#Invoking the web API of IBM Watson's Speech to Text service from .NET
With this blog post, I will try to help you in case you need to use IBM Watson web services in your application and your application is being developed in .NET. The problem is that IBM does not provide .NET development toolkits for accessing their services for some reason. They have only Java and Node. Without a toolkit, the task of accessing IBM Watson's web API becomes slightly more difficult.
In the following example I will acccess the Speech To Text service using .NET's HttpClient class in order to transcribe audio file.

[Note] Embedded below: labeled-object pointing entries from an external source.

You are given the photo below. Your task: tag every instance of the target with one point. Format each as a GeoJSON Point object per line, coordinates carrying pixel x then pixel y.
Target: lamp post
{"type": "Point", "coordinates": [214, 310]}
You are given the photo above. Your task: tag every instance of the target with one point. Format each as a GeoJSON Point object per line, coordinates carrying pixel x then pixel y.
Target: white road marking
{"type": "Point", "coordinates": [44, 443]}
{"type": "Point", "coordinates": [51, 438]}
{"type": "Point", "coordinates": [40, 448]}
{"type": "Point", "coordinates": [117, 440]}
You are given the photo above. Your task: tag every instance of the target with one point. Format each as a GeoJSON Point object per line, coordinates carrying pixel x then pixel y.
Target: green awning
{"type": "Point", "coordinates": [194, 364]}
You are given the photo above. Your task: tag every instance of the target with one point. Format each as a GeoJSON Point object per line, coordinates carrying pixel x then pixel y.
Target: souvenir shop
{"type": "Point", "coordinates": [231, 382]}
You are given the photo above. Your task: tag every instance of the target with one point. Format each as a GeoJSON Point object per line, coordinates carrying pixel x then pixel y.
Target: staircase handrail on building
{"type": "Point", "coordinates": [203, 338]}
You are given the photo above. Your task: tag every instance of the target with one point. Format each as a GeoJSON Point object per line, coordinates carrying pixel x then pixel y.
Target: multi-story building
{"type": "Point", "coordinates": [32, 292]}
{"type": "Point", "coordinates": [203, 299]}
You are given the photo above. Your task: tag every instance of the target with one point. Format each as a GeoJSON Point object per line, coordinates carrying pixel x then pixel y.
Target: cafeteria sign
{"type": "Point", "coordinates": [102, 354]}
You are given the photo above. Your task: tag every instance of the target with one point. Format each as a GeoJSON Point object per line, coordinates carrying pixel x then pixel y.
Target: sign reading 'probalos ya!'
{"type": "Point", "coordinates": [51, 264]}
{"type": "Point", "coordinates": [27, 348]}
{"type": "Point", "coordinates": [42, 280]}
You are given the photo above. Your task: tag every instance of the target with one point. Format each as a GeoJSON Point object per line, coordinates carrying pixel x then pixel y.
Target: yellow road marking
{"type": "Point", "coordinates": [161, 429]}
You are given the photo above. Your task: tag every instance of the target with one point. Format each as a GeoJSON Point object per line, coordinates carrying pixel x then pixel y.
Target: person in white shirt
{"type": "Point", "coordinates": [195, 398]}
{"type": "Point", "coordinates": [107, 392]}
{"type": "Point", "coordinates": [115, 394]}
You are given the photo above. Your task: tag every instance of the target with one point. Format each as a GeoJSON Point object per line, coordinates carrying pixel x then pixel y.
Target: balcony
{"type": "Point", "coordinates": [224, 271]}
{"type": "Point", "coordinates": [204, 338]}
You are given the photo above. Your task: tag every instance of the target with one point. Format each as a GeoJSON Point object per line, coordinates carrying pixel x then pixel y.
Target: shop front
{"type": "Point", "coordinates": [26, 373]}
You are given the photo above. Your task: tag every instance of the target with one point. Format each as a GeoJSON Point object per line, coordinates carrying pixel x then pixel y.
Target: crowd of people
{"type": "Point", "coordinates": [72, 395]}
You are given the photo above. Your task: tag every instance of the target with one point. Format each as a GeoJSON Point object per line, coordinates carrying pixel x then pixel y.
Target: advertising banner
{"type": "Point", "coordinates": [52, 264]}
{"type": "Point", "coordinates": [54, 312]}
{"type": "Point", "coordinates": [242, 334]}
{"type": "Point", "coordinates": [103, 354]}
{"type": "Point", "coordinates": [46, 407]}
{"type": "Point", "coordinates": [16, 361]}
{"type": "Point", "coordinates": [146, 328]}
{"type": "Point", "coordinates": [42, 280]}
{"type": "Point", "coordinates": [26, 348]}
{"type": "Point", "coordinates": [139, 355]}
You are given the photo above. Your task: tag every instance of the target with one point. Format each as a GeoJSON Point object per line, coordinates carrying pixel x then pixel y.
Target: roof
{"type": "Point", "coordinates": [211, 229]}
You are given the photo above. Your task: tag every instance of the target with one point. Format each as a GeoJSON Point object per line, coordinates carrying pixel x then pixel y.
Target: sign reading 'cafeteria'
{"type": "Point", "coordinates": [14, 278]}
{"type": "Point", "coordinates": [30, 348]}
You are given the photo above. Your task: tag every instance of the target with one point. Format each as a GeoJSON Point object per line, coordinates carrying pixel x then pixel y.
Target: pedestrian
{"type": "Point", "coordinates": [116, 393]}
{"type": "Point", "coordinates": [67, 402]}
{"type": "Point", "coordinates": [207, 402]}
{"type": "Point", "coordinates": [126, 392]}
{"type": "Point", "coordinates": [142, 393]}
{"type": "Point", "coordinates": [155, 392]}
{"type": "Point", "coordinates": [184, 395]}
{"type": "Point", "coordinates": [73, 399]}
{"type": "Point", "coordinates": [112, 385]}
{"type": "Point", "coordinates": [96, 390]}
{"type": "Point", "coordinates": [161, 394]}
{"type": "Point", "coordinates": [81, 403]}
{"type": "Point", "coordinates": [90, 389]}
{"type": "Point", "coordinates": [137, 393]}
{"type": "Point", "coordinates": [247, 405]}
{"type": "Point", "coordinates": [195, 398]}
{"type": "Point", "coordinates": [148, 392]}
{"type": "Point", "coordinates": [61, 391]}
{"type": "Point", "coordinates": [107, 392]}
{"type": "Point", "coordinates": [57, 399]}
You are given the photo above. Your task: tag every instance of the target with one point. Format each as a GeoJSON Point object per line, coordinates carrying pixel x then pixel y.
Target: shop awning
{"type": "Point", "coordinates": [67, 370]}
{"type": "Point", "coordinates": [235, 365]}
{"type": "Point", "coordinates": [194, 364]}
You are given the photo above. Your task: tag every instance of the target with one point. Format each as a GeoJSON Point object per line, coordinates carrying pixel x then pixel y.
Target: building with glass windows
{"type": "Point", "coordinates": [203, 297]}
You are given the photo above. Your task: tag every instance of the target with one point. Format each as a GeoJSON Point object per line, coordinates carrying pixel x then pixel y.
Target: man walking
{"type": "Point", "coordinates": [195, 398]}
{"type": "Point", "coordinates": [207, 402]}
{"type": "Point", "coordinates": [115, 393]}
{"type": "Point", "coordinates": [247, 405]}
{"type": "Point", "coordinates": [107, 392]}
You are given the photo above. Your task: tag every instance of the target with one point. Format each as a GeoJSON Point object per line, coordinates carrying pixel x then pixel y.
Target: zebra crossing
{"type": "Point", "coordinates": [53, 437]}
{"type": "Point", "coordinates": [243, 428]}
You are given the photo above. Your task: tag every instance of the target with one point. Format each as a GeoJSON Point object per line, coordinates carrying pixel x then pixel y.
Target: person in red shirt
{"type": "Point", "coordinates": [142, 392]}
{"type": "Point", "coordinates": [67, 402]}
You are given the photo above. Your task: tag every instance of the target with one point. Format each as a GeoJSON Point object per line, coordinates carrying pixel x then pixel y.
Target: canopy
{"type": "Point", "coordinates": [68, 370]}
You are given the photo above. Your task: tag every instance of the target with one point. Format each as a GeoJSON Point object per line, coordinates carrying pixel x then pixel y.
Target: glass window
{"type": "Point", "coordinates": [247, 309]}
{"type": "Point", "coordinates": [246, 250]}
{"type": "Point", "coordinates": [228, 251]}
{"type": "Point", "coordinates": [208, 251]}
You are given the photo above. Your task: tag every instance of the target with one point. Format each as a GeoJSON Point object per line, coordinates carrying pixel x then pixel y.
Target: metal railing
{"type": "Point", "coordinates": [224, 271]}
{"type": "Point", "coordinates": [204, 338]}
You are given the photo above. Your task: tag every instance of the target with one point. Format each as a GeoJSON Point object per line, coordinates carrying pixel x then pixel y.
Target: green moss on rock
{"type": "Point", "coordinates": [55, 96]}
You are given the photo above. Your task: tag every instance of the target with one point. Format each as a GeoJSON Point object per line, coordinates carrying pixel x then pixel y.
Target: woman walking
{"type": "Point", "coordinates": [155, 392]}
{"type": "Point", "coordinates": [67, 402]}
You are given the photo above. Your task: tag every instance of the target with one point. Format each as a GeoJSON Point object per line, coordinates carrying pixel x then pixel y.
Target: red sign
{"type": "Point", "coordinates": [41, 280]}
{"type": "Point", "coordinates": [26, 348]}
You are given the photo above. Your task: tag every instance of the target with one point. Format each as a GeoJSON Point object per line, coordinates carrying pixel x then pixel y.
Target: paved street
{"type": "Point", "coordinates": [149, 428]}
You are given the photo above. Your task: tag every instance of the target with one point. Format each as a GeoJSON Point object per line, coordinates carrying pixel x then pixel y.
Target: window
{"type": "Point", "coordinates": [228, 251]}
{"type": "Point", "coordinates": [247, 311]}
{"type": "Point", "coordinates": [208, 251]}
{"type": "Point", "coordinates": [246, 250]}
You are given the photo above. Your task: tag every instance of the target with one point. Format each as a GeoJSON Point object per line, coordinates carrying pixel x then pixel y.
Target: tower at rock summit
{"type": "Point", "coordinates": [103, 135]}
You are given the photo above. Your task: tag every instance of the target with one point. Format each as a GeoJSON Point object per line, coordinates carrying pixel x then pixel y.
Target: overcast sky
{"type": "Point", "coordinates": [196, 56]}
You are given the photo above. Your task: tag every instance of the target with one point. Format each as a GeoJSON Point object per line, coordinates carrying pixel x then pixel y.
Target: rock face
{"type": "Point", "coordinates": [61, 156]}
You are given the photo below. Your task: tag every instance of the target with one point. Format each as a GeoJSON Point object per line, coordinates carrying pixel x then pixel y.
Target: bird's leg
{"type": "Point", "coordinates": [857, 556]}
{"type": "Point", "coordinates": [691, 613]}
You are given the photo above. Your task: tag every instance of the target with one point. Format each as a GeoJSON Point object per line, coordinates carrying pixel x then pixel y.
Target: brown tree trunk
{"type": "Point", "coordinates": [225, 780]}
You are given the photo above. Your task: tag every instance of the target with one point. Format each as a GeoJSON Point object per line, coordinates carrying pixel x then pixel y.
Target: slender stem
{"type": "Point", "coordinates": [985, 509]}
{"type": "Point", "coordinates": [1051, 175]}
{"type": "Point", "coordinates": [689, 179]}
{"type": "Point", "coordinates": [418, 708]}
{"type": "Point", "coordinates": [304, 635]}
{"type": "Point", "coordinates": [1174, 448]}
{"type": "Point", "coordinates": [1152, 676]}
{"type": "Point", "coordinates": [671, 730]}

Before trying to make the first call it is necessary to register for the service and obtain username and password. Next, you will want to create and tune the instance of HttpClient:
using(var client = new HttpClient()) {
client.DefaultRequestHeaders.Accept.Clear();
client.DefaultRequestHeaders.Accept.Add(new MediaTypeWithQualityHeaderValue("application/json"));
client.DefaultRequestHeaders.Authorization = new AuthenticationHeaderValue(
"Basic",
Convert.ToBase64String(
Encoding.ASCII.GetBytes(
"yourusername:yourpassowrd")));
}
Now it's time to prepare the content to be sent to the IBM Watson. This content must be audio file stream, which must support one of the allowed formats, for details, see docs. Here I will use wav format, because I have discovered that compressed audio formats lead to more errors in the resulted transcripts:
var content = new StreamContent(new FileStream(@"D:\youraudiofile.wav", FileMode.Open));
content.Headers.ContentType = new MediaTypeHeaderValue("audio/wav");
Finally, the created client needs to be called with this content as an input
var response = client.PostAsync(
"https://stream.watsonplatform.net/speech-to-text/api/v1/recognize?continuous=true", content).Result;
The continuous
is an example of many possible parameters, which can be passed along with content, a complete list of which can be looked up in the documentation. This one actually tells to Watson that it does not have to split text into pieces at the audio pauses.
To observe JSON response:
if (response.IsSuccessStatusCode)
{
var res = response.Content.ReadAsStringAsync().Result;
Console.WriteLine(res);
}
Note that I basically ignore the async nature of HttpClient here by extracting the result right away. One could easily do the API call asynchronously. But I actually prefer the simplicity of the synchronous solution, trading some execution speed for this.
Anyway, here is the complete code with the call of Watson and the output (don't forget to replace your username, password as well as your file name):
using System;
using System.IO;
using System.Net.Http;
using System.Net.Http.Headers;
using System.Text;
class Program
{
static void Main()
{
using (var client = new HttpClient())
{
client.DefaultRequestHeaders.Accept.Clear();
client.DefaultRequestHeaders.Accept.Add(new MediaTypeWithQualityHeaderValue("application/json"));
client.DefaultRequestHeaders.Authorization = new AuthenticationHeaderValue(
"Basic",
Convert.ToBase64String(
Encoding.ASCII.GetBytes(
"yourusername:yourpassowrd")));
var content = new StreamContent(new FileStream(@"D:\youraudiofile.wav", FileMode.Open));
content.Headers.ContentType = new MediaTypeHeaderValue("audio/wav");
var response = client.PostAsync("https://stream.watsonplatform.net/speech-to-text/api/v1/recognize?continuous=true", content).Result;
if (response.IsSuccessStatusCode)
{
var res = response.Content.ReadAsStringAsync().Result;
Console.WriteLine(res);
}
}
}
}